Heparin tedavisine cevap vermeyen 2 hastaya 3. ve 5. günlerde ileofemoral venöz trombektomi yapıldı. Bu hastalarda işlem başarılı olurken, 6. günde fibrinolitik tedavi uygulanan ancak tedavinin başarısız olduğu hastaya 10. günde ileofemoral venöz trombektomi denendi. Ancak venin içi tamamen organize trombüs ile dolu olduğu için işlem gerçekleştirilemedi. Multiple PE hikayesi olan ve vena kava inferior (VCI)’de veya ileofemoral bölgede trombüs tespit edilen 7 hastaya ise skopi altında perkütan yolla vena kava filtresi uygulandı. Bu hastaların 2 aylık takibinde PE hikayesine rastlanmadı (Tablo 2).

Discussion

DVT etkin bir şekilde tedavi edilmez ise erken dönemde pulmoner embolizme, venöz tromboza, sekonder arteriyel tıkanmaya, geç dönemde ise posttromboflebitik sendroma yol açabilmektedir [3]. Bu hastalıkta tedavinin amacı semptomları gidermek, hastayı eski aktivitesine kavuşturmak ve rekürrensleri önlemektir. Bunları yaparken zaman ve maliyet yönünden en avantajlı tedavinin seçimi de önem taşımaktadır. Tedavinin erken ve etkin bir şekilde uygulanması venöz kapaklardaki hasarı ve PE riskini azaltmaktadır [4].

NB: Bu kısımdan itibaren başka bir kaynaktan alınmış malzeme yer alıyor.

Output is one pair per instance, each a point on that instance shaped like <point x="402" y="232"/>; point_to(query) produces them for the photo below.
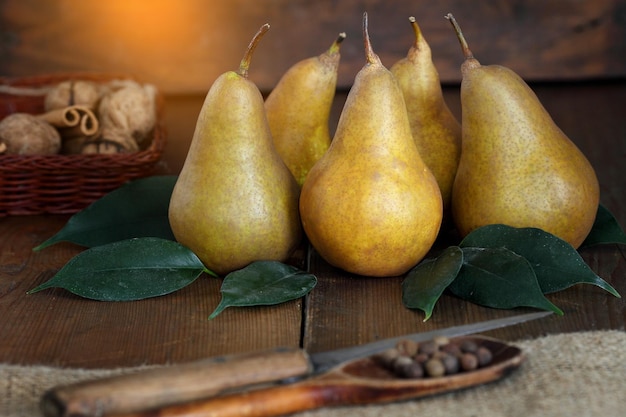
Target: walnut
<point x="128" y="110"/>
<point x="73" y="92"/>
<point x="25" y="134"/>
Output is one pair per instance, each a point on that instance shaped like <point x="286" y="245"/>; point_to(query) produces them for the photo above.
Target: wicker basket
<point x="65" y="184"/>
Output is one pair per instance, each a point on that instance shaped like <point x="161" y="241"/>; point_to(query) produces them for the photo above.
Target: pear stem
<point x="416" y="29"/>
<point x="245" y="61"/>
<point x="334" y="48"/>
<point x="371" y="57"/>
<point x="459" y="34"/>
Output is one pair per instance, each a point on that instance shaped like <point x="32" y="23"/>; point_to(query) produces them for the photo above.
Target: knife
<point x="159" y="387"/>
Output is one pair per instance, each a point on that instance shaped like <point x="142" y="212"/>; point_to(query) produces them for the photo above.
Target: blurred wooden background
<point x="182" y="46"/>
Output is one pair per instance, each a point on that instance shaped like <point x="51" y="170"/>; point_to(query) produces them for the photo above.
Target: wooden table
<point x="55" y="327"/>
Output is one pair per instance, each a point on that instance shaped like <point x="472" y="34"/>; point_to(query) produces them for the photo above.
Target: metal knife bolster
<point x="322" y="361"/>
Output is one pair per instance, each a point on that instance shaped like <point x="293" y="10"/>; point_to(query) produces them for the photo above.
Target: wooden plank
<point x="57" y="328"/>
<point x="54" y="327"/>
<point x="183" y="46"/>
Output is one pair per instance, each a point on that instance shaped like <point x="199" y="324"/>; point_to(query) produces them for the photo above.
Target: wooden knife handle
<point x="168" y="385"/>
<point x="269" y="402"/>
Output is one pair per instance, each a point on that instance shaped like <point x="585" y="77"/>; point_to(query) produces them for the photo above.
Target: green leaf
<point x="499" y="278"/>
<point x="605" y="230"/>
<point x="136" y="209"/>
<point x="128" y="270"/>
<point x="425" y="283"/>
<point x="556" y="263"/>
<point x="263" y="283"/>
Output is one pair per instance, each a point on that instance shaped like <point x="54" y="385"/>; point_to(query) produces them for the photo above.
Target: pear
<point x="436" y="131"/>
<point x="370" y="205"/>
<point x="235" y="201"/>
<point x="517" y="166"/>
<point x="298" y="110"/>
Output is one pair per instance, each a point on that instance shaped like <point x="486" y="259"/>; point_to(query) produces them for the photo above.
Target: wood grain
<point x="183" y="46"/>
<point x="57" y="328"/>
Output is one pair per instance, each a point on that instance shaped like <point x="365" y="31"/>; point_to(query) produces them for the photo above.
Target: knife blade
<point x="322" y="361"/>
<point x="162" y="386"/>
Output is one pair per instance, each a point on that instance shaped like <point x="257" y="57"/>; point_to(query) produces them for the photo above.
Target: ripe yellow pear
<point x="298" y="110"/>
<point x="235" y="201"/>
<point x="437" y="133"/>
<point x="517" y="167"/>
<point x="370" y="206"/>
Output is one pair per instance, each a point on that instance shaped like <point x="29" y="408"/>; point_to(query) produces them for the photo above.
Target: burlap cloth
<point x="575" y="374"/>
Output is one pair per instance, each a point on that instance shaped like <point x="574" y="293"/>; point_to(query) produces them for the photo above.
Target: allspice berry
<point x="25" y="134"/>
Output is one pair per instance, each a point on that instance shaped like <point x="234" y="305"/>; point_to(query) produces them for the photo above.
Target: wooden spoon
<point x="361" y="381"/>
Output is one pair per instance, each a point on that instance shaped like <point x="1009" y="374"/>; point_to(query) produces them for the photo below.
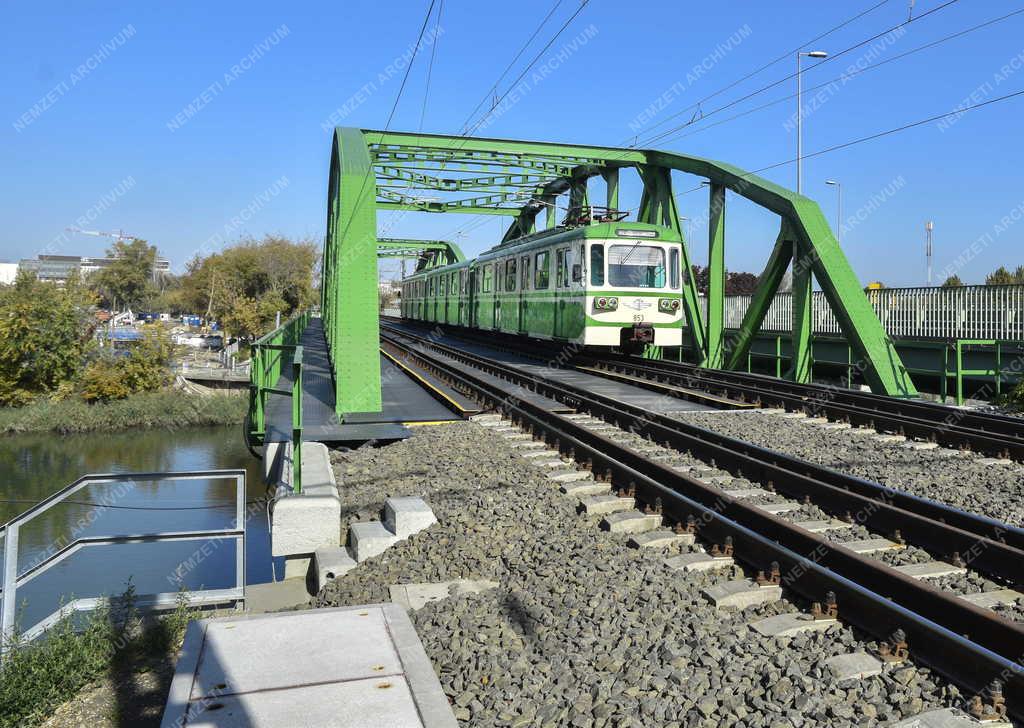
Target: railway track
<point x="872" y="595"/>
<point x="988" y="433"/>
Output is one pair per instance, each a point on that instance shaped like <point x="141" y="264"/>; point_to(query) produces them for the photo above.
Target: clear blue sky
<point x="96" y="95"/>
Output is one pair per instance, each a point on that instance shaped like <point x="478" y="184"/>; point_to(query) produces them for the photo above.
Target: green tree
<point x="1000" y="276"/>
<point x="128" y="282"/>
<point x="245" y="286"/>
<point x="44" y="330"/>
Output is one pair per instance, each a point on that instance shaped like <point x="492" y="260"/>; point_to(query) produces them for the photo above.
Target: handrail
<point x="10" y="530"/>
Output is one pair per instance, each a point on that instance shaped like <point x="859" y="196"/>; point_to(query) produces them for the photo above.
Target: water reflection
<point x="35" y="466"/>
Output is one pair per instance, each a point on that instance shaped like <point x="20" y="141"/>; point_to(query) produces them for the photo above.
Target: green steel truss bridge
<point x="440" y="174"/>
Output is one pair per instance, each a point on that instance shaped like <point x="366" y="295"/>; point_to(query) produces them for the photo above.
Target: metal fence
<point x="12" y="580"/>
<point x="949" y="313"/>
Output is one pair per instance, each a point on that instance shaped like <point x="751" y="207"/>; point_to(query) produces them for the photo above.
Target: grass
<point x="37" y="677"/>
<point x="166" y="409"/>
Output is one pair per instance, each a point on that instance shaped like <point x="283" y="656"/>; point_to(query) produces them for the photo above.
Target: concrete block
<point x="570" y="476"/>
<point x="659" y="540"/>
<point x="947" y="718"/>
<point x="698" y="562"/>
<point x="601" y="505"/>
<point x="345" y="668"/>
<point x="331" y="563"/>
<point x="404" y="516"/>
<point x="776" y="508"/>
<point x="931" y="569"/>
<point x="585" y="487"/>
<point x="870" y="546"/>
<point x="822" y="526"/>
<point x="415" y="596"/>
<point x="370" y="539"/>
<point x="855" y="666"/>
<point x="302" y="523"/>
<point x="741" y="594"/>
<point x="748" y="493"/>
<point x="999" y="597"/>
<point x="790" y="625"/>
<point x="631" y="522"/>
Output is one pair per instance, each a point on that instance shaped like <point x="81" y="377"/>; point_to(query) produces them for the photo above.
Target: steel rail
<point x="966" y="661"/>
<point x="771" y="465"/>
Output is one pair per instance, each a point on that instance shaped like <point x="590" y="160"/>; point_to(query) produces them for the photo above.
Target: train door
<point x="523" y="324"/>
<point x="561" y="291"/>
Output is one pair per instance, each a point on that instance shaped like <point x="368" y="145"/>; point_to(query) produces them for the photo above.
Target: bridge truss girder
<point x="378" y="170"/>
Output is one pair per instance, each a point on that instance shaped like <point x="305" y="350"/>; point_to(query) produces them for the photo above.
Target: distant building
<point x="57" y="268"/>
<point x="8" y="271"/>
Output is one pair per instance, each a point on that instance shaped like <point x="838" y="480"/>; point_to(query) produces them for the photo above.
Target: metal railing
<point x="12" y="580"/>
<point x="268" y="358"/>
<point x="964" y="312"/>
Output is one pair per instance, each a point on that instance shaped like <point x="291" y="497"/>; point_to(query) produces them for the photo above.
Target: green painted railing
<point x="269" y="355"/>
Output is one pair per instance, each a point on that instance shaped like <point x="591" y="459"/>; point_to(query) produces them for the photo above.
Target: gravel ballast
<point x="584" y="631"/>
<point x="957" y="479"/>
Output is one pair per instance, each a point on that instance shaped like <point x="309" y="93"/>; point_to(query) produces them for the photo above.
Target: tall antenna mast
<point x="929" y="226"/>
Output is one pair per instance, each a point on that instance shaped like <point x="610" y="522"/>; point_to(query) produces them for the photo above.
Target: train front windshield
<point x="636" y="266"/>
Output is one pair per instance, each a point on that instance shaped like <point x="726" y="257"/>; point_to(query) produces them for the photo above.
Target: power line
<point x="525" y="45"/>
<point x="781" y="57"/>
<point x="761" y="90"/>
<point x="430" y="67"/>
<point x="853" y="73"/>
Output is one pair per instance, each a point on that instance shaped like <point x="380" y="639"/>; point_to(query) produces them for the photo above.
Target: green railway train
<point x="607" y="284"/>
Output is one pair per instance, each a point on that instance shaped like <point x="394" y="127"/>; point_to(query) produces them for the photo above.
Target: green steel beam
<point x="716" y="276"/>
<point x="430" y="161"/>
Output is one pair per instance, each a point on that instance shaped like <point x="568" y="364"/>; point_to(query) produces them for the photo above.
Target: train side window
<point x="597" y="265"/>
<point x="542" y="269"/>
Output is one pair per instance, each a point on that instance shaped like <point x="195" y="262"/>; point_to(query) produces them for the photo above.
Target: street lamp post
<point x="800" y="114"/>
<point x="839" y="208"/>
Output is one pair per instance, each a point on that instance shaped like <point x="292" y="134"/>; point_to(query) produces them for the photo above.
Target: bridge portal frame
<point x="378" y="170"/>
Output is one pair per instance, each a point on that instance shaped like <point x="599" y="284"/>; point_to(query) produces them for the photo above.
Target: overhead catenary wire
<point x="765" y="67"/>
<point x="832" y="57"/>
<point x="851" y="74"/>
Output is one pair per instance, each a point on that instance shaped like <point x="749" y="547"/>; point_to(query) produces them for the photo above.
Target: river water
<point x="34" y="466"/>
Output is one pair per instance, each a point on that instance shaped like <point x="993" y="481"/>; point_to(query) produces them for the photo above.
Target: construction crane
<point x="119" y="236"/>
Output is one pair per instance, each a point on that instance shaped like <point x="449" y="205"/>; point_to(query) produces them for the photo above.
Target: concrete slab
<point x="947" y="718"/>
<point x="585" y="487"/>
<point x="404" y="516"/>
<point x="790" y="625"/>
<point x="855" y="666"/>
<point x="822" y="526"/>
<point x="601" y="505"/>
<point x="931" y="569"/>
<point x="332" y="562"/>
<point x="370" y="539"/>
<point x="748" y="493"/>
<point x="570" y="476"/>
<point x="415" y="596"/>
<point x="999" y="597"/>
<point x="741" y="594"/>
<point x="631" y="522"/>
<point x="698" y="562"/>
<point x="870" y="546"/>
<point x="317" y="667"/>
<point x="776" y="508"/>
<point x="274" y="596"/>
<point x="659" y="540"/>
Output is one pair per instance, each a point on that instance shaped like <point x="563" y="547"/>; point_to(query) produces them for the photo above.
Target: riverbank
<point x="168" y="409"/>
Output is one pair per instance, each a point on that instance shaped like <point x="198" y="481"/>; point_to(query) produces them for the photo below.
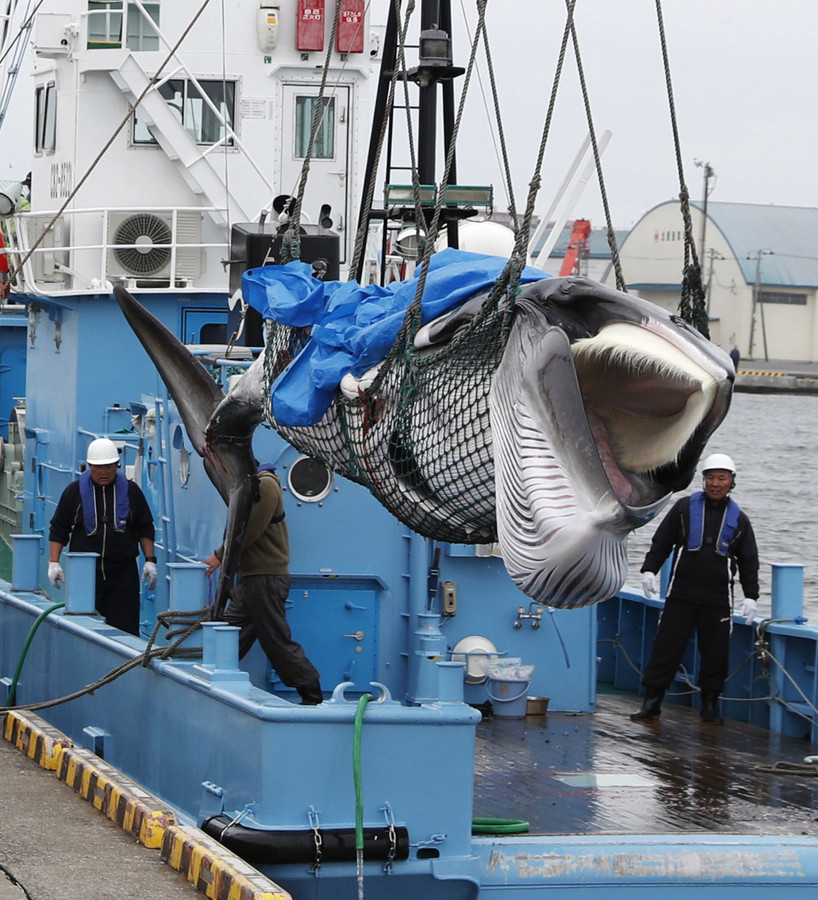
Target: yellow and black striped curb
<point x="214" y="870"/>
<point x="36" y="738"/>
<point x="116" y="796"/>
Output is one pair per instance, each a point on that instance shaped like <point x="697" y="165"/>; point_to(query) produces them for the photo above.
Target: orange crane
<point x="576" y="246"/>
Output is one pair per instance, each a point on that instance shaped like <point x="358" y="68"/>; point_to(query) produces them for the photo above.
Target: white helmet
<point x="102" y="452"/>
<point x="719" y="461"/>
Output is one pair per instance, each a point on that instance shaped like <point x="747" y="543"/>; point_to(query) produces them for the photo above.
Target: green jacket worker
<point x="257" y="603"/>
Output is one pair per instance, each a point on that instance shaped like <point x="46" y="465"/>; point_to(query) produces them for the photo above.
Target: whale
<point x="582" y="425"/>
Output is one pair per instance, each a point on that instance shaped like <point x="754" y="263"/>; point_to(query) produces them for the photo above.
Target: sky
<point x="744" y="80"/>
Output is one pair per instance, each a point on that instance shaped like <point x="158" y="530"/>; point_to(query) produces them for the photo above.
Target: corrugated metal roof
<point x="787" y="236"/>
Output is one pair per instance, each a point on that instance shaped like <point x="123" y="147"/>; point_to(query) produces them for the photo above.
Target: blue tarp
<point x="354" y="327"/>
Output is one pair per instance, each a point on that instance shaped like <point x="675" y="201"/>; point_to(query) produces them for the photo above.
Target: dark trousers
<point x="257" y="607"/>
<point x="713" y="625"/>
<point x="117" y="595"/>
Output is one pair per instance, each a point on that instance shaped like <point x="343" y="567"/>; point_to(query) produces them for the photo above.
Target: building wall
<point x="652" y="262"/>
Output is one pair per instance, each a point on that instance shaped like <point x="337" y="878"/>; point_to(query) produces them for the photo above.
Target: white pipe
<point x="565" y="211"/>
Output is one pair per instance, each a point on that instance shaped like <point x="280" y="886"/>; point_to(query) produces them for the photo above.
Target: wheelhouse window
<point x="45" y="128"/>
<point x="324" y="146"/>
<point x="106" y="18"/>
<point x="188" y="103"/>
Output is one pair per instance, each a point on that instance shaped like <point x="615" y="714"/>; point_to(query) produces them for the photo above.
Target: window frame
<point x="45" y="118"/>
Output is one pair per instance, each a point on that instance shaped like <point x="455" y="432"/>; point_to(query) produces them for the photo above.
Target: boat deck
<point x="600" y="773"/>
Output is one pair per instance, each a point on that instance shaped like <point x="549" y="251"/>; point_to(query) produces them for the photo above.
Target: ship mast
<point x="434" y="70"/>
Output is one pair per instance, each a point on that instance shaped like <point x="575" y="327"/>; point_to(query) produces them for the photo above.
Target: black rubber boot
<point x="710" y="708"/>
<point x="651" y="707"/>
<point x="311" y="693"/>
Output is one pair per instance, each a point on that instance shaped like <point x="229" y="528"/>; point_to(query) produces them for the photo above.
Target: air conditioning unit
<point x="47" y="256"/>
<point x="139" y="245"/>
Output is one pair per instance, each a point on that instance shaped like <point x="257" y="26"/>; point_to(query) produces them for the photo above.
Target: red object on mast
<point x="578" y="244"/>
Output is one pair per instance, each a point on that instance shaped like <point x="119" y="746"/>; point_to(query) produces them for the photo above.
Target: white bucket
<point x="508" y="698"/>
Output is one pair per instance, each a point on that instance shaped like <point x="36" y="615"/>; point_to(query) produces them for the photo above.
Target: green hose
<point x="356" y="771"/>
<point x="499" y="826"/>
<point x="12" y="694"/>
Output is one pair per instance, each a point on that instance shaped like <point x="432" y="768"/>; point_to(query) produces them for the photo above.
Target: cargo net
<point x="418" y="437"/>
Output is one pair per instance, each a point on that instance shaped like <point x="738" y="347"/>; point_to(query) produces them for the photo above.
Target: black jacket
<point x="113" y="546"/>
<point x="704" y="576"/>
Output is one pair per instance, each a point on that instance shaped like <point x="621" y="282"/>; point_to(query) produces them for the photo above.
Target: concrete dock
<point x="56" y="846"/>
<point x="74" y="828"/>
<point x="759" y="376"/>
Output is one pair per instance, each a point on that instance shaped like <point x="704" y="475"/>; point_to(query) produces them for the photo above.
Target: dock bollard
<point x="25" y="562"/>
<point x="787" y="590"/>
<point x="80" y="583"/>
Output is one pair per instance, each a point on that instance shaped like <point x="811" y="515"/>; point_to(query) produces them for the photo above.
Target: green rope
<point x="499" y="826"/>
<point x="12" y="692"/>
<point x="356" y="771"/>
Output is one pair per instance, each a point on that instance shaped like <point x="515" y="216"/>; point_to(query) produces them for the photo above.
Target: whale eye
<point x="683" y="325"/>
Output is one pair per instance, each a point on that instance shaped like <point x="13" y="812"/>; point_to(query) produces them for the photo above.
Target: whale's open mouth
<point x="590" y="439"/>
<point x="644" y="399"/>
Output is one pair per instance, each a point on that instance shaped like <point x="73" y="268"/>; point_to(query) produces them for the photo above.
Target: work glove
<point x="55" y="574"/>
<point x="749" y="609"/>
<point x="149" y="575"/>
<point x="650" y="585"/>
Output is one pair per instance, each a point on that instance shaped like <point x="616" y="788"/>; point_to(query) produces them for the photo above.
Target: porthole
<point x="309" y="479"/>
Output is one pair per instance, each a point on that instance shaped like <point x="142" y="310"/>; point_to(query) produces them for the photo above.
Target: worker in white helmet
<point x="710" y="538"/>
<point x="105" y="513"/>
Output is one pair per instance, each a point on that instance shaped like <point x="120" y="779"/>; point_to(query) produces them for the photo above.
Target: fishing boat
<point x="168" y="159"/>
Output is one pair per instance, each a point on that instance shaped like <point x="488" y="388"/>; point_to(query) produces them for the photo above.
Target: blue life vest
<point x="729" y="524"/>
<point x="122" y="506"/>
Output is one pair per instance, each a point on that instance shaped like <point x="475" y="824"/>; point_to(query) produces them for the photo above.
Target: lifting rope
<point x="692" y="305"/>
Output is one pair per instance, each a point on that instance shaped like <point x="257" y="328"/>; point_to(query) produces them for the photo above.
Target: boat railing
<point x="90" y="249"/>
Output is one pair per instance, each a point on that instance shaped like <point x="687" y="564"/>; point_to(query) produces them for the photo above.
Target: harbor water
<point x="772" y="440"/>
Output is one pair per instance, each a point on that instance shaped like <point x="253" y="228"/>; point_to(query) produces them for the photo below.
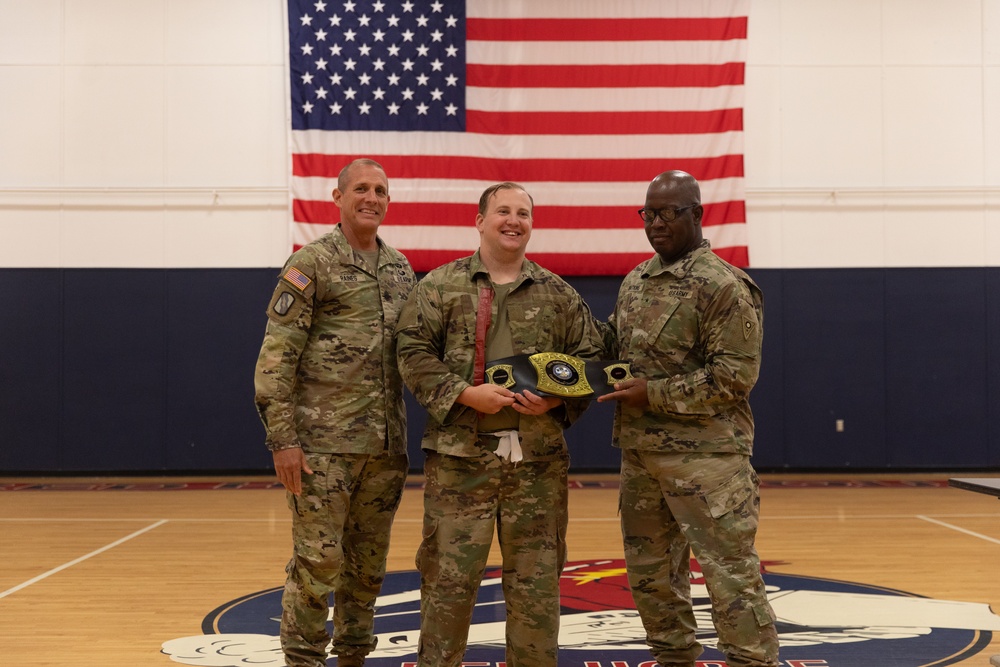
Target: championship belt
<point x="556" y="374"/>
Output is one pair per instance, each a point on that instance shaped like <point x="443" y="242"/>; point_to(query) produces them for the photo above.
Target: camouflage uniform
<point x="693" y="329"/>
<point x="327" y="381"/>
<point x="469" y="488"/>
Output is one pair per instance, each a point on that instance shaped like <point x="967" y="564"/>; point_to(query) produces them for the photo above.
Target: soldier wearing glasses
<point x="690" y="325"/>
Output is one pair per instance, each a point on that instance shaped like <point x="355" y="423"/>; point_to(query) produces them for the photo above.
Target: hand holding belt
<point x="557" y="374"/>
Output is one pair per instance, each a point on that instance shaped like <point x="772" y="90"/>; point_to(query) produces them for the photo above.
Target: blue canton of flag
<point x="377" y="65"/>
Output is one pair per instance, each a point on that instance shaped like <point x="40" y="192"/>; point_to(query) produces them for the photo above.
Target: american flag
<point x="581" y="101"/>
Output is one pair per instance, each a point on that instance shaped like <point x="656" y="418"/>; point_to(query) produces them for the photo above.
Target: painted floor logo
<point x="821" y="623"/>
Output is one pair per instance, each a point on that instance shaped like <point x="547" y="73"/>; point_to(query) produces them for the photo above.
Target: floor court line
<point x="75" y="561"/>
<point x="961" y="530"/>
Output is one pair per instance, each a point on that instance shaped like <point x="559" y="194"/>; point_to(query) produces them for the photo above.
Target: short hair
<point x="484" y="200"/>
<point x="360" y="162"/>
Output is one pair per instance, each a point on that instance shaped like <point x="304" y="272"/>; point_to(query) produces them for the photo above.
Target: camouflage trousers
<point x="340" y="536"/>
<point x="675" y="504"/>
<point x="464" y="499"/>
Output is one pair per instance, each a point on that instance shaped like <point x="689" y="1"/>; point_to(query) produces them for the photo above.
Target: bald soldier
<point x="329" y="393"/>
<point x="690" y="326"/>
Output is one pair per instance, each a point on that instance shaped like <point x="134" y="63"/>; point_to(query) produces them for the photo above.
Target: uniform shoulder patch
<point x="296" y="278"/>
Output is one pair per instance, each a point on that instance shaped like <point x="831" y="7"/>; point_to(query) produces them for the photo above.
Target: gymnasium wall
<point x="144" y="207"/>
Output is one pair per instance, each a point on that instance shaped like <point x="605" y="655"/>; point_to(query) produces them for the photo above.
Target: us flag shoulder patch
<point x="297" y="278"/>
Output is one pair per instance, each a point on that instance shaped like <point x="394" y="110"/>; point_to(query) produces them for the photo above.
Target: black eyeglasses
<point x="649" y="215"/>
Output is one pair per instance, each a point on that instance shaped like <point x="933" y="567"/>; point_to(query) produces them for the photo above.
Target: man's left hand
<point x="630" y="392"/>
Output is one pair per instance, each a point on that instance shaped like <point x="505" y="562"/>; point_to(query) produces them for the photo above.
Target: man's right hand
<point x="487" y="399"/>
<point x="289" y="464"/>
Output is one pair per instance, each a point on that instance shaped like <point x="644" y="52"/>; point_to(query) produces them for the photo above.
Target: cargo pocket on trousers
<point x="764" y="615"/>
<point x="731" y="494"/>
<point x="427" y="551"/>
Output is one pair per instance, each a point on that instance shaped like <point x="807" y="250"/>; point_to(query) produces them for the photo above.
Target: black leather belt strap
<point x="557" y="374"/>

Venöz tromboemboli tedavisinin en önemli komponenti heparindir. Heparinin 1940’lı yıllardan beri kullanıma girmesinden sonra son on yılda DMAH’ler proflaksi amaçlı olarak kullanılmaya başlanmıştır. SH ucuz ve etkilidir, protamin sülfat ile kolayca nötralize edilir, ancak kanama, trombosit kümelenmesi ve trombositopeni gibi istenmeyen etkileri de vardır. DMAH’lerin antitrombotik etkileri (anti-faktör Xa), antikoagulan etkilerinden (anti-faktör IIa, APTT, TT) daha güçlüdür. Bu nedenle kanama komplikasyonuna daha az oranda sebep olurlar [5,6].

166 hasta üzerinde yapılan bir çalışmada, flebografik tetkik ile Arneson skorlamasına göre DMAH tedavisi sonucunda %43 belirgin lizis, %27 orta dereceli lizis varken, %30 vakada tedaviye cevap alınamamıştır. SH grubunda ise sonuçlar sıra ile %30, %32, %38 dir. Renkli doppler eko tetkikine adapte edilen Arneson skorlaması ile yapılan bizim çalışmamızda ise DMAH için bu oranlar sıra ile %44, %34, %22 olarak bulunmuş olup, SH grubunda ise sonuçlar %22, %40, %38 olarak gerçekleşmiştir. DMAH’lerin SH’e göre daha pahalı ilaçlar olmalarına rağmen, tıbbi personele ihtiyaç göstermemeleri, laboratuvar monitörizasyonuna gerek olmaması, hastanede yatış süresinin daha kısa olması nedeniyle uygun şartlarda tedavi maliyetini düşürücü yönde etkileri vardır [7]. Ayrıca DMAH’ler evde laboratuar monitörizastonuna gerek olmadan uygulanma imkanına da sahiptirler.

Fibrinolitik tedavi ile özellikle ileofemoral ven trombozunun hızlı ve tam temizlenmesi sonucu kısa ve uzun dönemde venöz fonksiyonların daha iyi korunduğu ve reflü oluşmadığı bildirilmektedir [1,8]. Bu yüzden çalışmamızda kontrendikasyonun olmadığı ve fibrinolitik ilacın temin edilebildiği vakalarda fibrinolitik tedavi uygulamasını tercih ettik. Fibrinolitik tedavi uygulanan 9 hastada VCI veya ileofemoral ven trombozu, 5 hastada flegmacia cerulea dolens gibi ciddi tromboz tablosu mevcut idi. 6. günde fibrinolitik tedavi uygulanan 1 hasta dışında diğer hastalarda semptomatik düzelme görülmüş ve renkli doppler eko incelenmesi ile başarı sağlandığı gözlenmiştir. Akut derin ven trombozlarında fibrinolitik tedavinin başarısında süre önem taşımaktadır. Tedavide başarı 5-7. gün uygulanmışsa %60-75 olurken, 7-21. gün içinde bu oran %0-33’e kadar düşmektedir [9].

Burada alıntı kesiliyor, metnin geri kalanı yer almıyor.